Measurement of proptosis
We measured the severity of proptosis on axial T2WI using ImageJ software. At the level showing the maximum convexity of the lens, the vertical distance from the interzygomatic line to the top of the cornea was defined as the proptosis value (Fig. 1).
Measurement of extraocular muscle volume (EOM)
The volume of each EOM measured on MRI was similar to that in previous studies [12,13,14]. For each orbit, the EOM volumes of the lateral rectus, medial rectus, inferior rectus, and superior oblique muscles were assessed; those for the superior rectus complex, the superior rectus and levator palpebrae muscles were measured together because they were difficult to separate on the magnetic resonance images (Fig. 2).

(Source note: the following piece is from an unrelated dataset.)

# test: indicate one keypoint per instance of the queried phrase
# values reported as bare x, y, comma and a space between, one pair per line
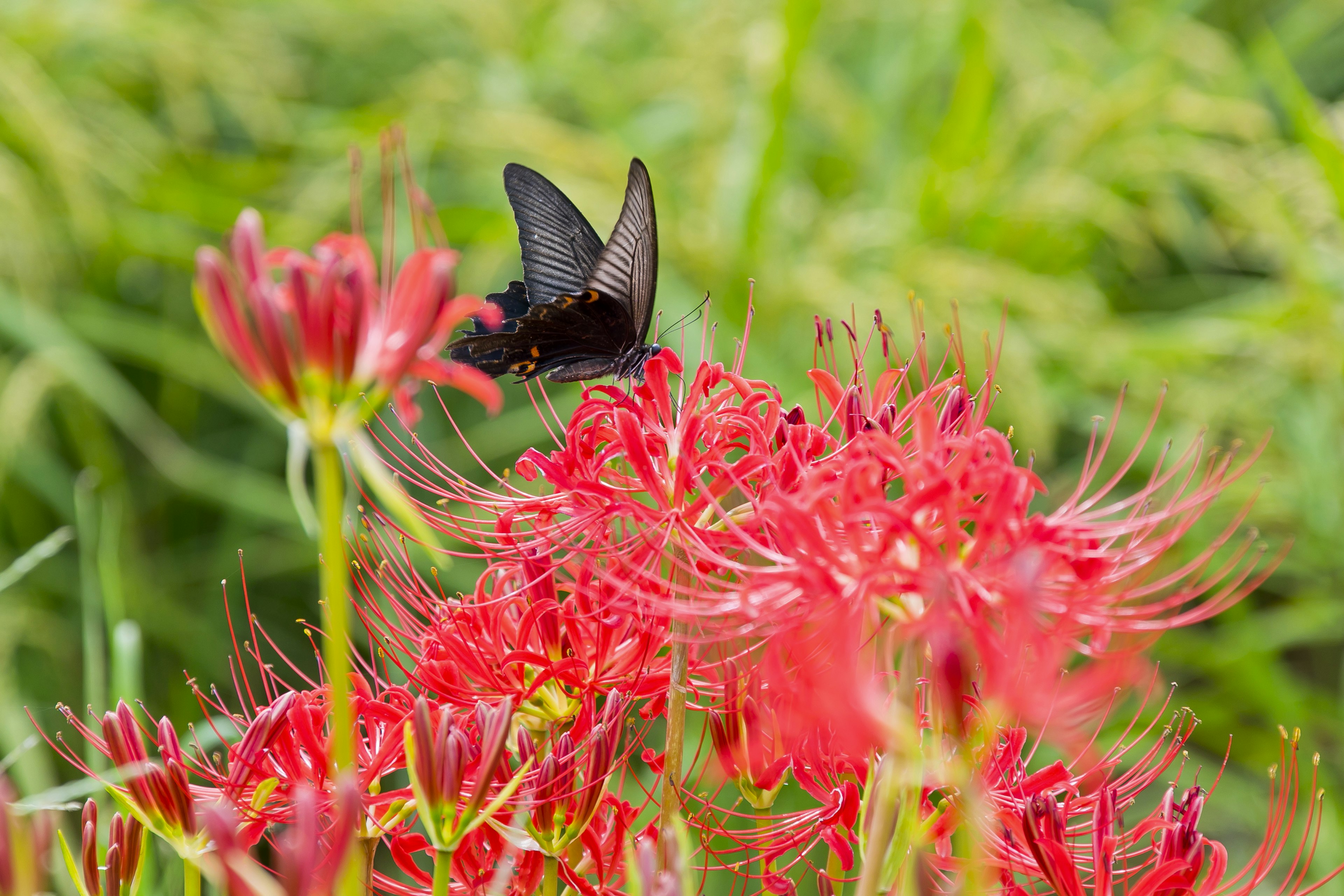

Regions of interest were delineated using the Image J polygon selection tool and their cross-sectional areas were measured. The areas of the medial rectus, lateral rectus, and superior oblique muscles were obtained from axial images and those of the superior rectus complex and inferior rectus from the sagittal images. The EOM volumes were obtained from the sum of cross-sectional areas with a slice thickness of 3 mm. All data were determined independently in masked mode by one radiologist and one senior ophthalmologist; the average measurements were used for the statistical analyses.
Statistical analysis
The Shapiro-Wilk test was used to evaluate the normality of continuous variables. Data are summarized as the mean ± standard deviation or as the median and interquartile range depending on whether they were continuous and normally distributed. The chi-squared test and Student’s t-test were used to evaluate differences in sex and age between the two groups. All quantitative measurements were compared between the two groups using the Student’s t-test. Linear regression analysis with Pearson’s or Spearman’s test was performed to explore the correlation between the LGP and CAS, proptosis, EOM volumes, and age in all patients with TAO.
Receiver-operating characteristic (ROC) curve analysis was used to estimate the value of LGP in discriminating active from inactive TAO. The intraclass correlation coefficient (ICC) was used to evaluate the consistency of the quantitative parameters measured by the two observers. All statistical analyses were performed using SPSS software version 19.0 (IBM Corp., Armonk, NY, USA). A P-value of < 0.05 was considered statistically significant.